For that first performance review, which must be done in 2024, SAP had to devise a work plan and submit that plan for Justice Department review this spring. By the end of the first year of the DPA (that is, January 2025), SAP must also submit a follow-up report describing all the activities SAP did to fulfill the terms of the work plan.
Then SAP must repeat that whole process for the second and third years of the DPA, until the agreement finally expires in January 2027. At that point, the company’s CEO and CCO (Vivianne Gordon-Pullar) are supposed to certify that the compliance program is effective.
I go into so much detail about these enhanced reporting requirements simply to show that it’s a lot of work: documentation, interviews, phone calls, report writing, and more. That sounds like a full-time job to me — so enter this monitorship compliance officer, apparently assigned to handle the work.
Is Enhanced Reporting a Monitor by Another Name?

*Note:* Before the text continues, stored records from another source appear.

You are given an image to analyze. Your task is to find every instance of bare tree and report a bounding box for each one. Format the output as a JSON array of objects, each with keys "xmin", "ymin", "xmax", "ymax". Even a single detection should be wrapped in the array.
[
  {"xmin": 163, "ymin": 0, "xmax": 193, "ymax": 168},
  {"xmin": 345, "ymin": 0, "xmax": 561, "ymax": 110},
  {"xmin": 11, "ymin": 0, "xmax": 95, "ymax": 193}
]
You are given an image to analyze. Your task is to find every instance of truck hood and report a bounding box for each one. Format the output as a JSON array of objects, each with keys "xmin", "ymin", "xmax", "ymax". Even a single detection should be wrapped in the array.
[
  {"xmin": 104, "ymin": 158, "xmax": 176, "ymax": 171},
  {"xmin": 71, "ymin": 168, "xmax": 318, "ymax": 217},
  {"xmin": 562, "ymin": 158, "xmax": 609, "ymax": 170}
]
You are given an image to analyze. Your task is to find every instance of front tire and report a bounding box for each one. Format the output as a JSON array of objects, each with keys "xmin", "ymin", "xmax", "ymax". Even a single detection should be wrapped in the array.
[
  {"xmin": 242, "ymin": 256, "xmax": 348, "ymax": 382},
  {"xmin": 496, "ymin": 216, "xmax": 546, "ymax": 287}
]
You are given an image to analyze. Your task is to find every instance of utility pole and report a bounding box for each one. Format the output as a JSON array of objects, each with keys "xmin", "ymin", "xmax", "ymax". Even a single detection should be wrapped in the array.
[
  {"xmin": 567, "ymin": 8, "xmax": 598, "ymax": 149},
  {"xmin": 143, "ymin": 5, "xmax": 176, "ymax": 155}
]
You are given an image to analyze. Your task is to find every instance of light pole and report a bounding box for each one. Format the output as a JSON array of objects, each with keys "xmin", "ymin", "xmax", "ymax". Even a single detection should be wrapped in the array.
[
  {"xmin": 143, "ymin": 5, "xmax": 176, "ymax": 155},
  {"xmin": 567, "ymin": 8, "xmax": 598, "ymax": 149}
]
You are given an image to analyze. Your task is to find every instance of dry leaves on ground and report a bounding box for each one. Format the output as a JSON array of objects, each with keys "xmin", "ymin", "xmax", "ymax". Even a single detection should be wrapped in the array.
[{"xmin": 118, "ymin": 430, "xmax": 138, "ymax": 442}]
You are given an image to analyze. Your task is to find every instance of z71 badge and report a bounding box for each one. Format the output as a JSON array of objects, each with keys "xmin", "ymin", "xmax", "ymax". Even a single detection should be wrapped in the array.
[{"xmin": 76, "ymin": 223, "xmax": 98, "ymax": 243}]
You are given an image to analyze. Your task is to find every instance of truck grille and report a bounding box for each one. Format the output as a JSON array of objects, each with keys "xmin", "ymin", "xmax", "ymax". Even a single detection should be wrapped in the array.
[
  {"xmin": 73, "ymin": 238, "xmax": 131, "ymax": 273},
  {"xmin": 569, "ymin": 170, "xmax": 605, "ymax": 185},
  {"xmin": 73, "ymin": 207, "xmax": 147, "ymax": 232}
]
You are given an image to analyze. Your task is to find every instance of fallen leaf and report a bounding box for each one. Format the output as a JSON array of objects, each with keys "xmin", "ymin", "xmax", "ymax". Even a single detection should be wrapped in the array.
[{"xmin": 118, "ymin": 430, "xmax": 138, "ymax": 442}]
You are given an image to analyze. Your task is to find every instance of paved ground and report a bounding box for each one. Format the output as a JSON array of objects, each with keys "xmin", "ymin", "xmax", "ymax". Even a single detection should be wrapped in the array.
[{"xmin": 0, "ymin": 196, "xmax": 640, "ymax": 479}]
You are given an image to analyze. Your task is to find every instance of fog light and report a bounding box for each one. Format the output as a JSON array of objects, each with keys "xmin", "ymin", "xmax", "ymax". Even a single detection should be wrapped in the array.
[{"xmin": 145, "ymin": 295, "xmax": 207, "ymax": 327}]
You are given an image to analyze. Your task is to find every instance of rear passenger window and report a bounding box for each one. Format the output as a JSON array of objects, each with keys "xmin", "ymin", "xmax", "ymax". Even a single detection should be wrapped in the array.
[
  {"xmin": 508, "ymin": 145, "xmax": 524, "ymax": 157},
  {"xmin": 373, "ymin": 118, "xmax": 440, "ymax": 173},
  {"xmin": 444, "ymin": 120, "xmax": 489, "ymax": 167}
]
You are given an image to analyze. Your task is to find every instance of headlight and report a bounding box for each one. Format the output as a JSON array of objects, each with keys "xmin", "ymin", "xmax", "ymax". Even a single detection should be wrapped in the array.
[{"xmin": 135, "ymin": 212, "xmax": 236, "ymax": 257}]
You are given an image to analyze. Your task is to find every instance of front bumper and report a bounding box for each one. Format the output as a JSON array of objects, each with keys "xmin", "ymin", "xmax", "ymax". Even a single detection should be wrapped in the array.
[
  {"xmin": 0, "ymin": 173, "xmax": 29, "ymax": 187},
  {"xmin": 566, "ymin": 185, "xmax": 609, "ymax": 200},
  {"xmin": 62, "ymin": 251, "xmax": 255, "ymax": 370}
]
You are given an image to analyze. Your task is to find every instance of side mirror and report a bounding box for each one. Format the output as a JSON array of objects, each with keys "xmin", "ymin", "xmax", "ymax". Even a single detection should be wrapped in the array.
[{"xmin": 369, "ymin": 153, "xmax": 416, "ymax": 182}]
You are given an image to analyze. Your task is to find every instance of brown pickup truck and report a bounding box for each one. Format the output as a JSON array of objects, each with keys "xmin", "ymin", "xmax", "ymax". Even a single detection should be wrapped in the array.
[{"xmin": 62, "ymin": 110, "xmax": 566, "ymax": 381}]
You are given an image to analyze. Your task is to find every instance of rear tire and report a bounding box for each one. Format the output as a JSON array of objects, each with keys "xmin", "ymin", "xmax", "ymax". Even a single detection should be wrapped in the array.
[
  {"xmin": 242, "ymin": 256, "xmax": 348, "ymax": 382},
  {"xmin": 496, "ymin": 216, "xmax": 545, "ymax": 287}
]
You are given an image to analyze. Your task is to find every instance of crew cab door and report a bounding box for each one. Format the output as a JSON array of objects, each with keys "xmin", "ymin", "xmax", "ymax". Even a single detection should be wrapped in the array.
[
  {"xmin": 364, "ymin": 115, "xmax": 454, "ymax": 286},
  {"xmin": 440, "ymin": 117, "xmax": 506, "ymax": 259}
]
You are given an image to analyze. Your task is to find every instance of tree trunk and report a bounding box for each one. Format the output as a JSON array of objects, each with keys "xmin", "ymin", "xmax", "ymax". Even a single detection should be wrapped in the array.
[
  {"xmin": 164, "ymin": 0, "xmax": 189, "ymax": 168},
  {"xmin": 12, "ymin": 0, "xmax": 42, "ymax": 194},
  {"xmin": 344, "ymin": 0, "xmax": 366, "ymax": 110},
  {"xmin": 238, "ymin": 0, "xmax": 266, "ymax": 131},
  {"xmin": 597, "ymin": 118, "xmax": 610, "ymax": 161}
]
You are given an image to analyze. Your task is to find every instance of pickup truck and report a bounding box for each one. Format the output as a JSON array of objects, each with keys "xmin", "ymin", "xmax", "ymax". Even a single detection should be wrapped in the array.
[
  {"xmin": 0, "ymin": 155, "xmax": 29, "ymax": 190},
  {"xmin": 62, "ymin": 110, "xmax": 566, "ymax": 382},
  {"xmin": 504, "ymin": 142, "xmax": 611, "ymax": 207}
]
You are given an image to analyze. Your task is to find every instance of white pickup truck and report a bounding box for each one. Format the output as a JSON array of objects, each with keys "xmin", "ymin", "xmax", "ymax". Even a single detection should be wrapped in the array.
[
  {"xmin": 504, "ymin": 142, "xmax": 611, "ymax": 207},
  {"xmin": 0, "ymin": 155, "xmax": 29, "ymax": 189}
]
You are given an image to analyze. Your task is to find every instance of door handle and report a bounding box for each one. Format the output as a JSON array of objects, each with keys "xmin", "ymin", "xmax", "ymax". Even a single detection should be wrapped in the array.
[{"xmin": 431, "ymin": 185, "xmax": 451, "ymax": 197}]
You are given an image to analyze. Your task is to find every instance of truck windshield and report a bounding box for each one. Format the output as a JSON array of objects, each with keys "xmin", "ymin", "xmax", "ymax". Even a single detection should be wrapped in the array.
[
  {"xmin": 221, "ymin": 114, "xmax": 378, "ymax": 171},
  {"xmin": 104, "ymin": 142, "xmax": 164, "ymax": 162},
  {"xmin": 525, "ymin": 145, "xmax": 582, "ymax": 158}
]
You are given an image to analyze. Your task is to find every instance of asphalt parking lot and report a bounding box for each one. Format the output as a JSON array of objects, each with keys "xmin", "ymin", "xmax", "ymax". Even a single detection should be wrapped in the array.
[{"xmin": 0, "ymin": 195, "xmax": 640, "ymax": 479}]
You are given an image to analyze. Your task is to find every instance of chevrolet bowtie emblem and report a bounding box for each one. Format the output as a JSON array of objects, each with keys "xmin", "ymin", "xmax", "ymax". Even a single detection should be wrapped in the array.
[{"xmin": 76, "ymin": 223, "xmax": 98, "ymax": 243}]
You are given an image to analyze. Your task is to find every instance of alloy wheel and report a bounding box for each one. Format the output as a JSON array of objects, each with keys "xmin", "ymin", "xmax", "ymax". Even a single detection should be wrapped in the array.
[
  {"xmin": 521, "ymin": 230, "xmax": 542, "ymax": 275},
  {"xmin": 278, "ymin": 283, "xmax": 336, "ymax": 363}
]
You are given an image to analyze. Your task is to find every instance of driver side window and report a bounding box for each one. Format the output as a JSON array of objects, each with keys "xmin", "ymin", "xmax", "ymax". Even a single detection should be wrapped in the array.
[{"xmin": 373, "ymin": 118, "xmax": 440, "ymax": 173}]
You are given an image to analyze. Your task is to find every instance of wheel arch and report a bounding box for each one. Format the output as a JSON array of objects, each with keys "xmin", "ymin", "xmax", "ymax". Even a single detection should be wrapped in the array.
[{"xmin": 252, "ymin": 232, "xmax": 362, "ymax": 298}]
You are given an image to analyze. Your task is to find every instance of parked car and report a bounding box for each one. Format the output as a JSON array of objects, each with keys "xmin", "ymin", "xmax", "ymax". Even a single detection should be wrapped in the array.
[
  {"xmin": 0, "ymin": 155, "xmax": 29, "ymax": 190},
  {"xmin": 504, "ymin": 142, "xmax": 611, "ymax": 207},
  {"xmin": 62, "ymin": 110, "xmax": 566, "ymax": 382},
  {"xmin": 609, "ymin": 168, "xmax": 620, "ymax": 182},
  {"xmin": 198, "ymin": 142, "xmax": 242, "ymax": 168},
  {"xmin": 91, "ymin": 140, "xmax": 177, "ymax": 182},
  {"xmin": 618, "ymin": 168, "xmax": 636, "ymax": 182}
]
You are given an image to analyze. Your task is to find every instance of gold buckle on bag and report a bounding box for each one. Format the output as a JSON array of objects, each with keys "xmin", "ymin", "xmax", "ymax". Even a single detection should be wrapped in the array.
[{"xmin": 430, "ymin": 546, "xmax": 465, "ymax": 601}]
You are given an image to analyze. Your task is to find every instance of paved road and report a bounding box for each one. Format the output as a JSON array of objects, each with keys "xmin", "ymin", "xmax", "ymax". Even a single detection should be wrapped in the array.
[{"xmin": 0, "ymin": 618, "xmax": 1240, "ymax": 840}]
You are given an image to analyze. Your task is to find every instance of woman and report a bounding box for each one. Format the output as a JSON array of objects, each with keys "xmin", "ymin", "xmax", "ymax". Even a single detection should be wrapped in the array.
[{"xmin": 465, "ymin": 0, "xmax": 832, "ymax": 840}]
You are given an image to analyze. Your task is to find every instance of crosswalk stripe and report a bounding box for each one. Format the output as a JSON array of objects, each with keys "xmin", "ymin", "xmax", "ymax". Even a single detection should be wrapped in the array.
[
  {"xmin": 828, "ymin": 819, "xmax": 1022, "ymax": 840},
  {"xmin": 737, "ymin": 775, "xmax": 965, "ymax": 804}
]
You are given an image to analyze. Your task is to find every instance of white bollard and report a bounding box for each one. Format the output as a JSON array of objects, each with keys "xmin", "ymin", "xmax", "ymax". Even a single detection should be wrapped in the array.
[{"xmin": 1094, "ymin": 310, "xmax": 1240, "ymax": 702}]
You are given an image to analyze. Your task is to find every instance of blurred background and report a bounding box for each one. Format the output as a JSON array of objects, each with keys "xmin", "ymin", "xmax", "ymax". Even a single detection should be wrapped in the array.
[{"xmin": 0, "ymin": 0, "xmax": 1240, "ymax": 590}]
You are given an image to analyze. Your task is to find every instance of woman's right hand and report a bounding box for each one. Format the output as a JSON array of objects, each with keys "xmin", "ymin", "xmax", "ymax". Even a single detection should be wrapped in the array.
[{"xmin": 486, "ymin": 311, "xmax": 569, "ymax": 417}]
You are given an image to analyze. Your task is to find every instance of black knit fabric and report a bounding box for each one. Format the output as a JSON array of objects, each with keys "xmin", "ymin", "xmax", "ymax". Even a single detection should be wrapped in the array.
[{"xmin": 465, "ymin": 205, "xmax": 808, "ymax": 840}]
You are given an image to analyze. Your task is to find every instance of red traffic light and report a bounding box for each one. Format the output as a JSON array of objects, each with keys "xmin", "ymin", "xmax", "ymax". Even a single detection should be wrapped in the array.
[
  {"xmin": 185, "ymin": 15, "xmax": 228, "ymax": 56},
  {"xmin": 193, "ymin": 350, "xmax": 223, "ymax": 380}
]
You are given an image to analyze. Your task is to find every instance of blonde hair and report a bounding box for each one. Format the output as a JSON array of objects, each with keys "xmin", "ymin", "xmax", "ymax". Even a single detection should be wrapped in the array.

Well, kinda sorta. When the Justice Department settled its case with SAP, the department expressly said that the enhanced compliance reporting requirements were enough to cancel any need for an independent compliance monitor:
[B]ased on the company’s remediation and the state of its compliance program, and the company’s agreement to report to the Fraud Section as set forth in Attachment D to this Agreement (Compliance Reporting Requirements), the Fraud Section determined that an independent compliance monitor was unnecessary…
Moreover, the above language isn’t unique to SAP. Multiple other FCPA settlements recently, such as the Freepoint settlement in December, the Gunvor settlement on March 1, and the Trafigura settlement on March 29, all had essentially the same arrangement: annual performance reviews and work plans, which obviated the need for a monitor. In fact, Freepoint, Gunvor, and Trafigura are all supposed to have quarterly meetings with Fraud Section prosecutors in addition to the enhanced reporting.
We should remember our Fraud Section history here. Once upon a time, back in the 2010s, the Fraud Section had pretty much one person who closely studied compliance progress reports from companies under DPAs: the section’s in-house compliance counsel, who at the time was Hui Chen. She left at the start of the Trump Administration, which never got around to filling her position. Then came the Biden Administration, which has taken a strategy of hiring more prosecutors with compliance knowledge. So now the Fraud Section has more people able to read and evaluate these compliance progress reports with a keen eye.
Given all that, are these arrangements emerging as a substitute for independent compliance monitors? All these companies would need someone on staff to be a de facto monitorship liaison anyway, gathering documents and preparing reports; the information is simply going directly to the Justice Department rather than to a monitor. (I asked the Justice Department to comment on this too; they declined.) It’s also possible that a company might hire an outside counsel to organize its documentation for enhanced compliance reporting, and you’d want someone to serve as liaison to that firm.
So perhaps SAP just had a refreshing burst of candor and called this role a monitorship liaison even without an actual compliance monitor, since that’s what the person will be doing in practice anyway. It’s a reasonable response to current FCPA enforcement practices.
I wonder if other companies will follow suit.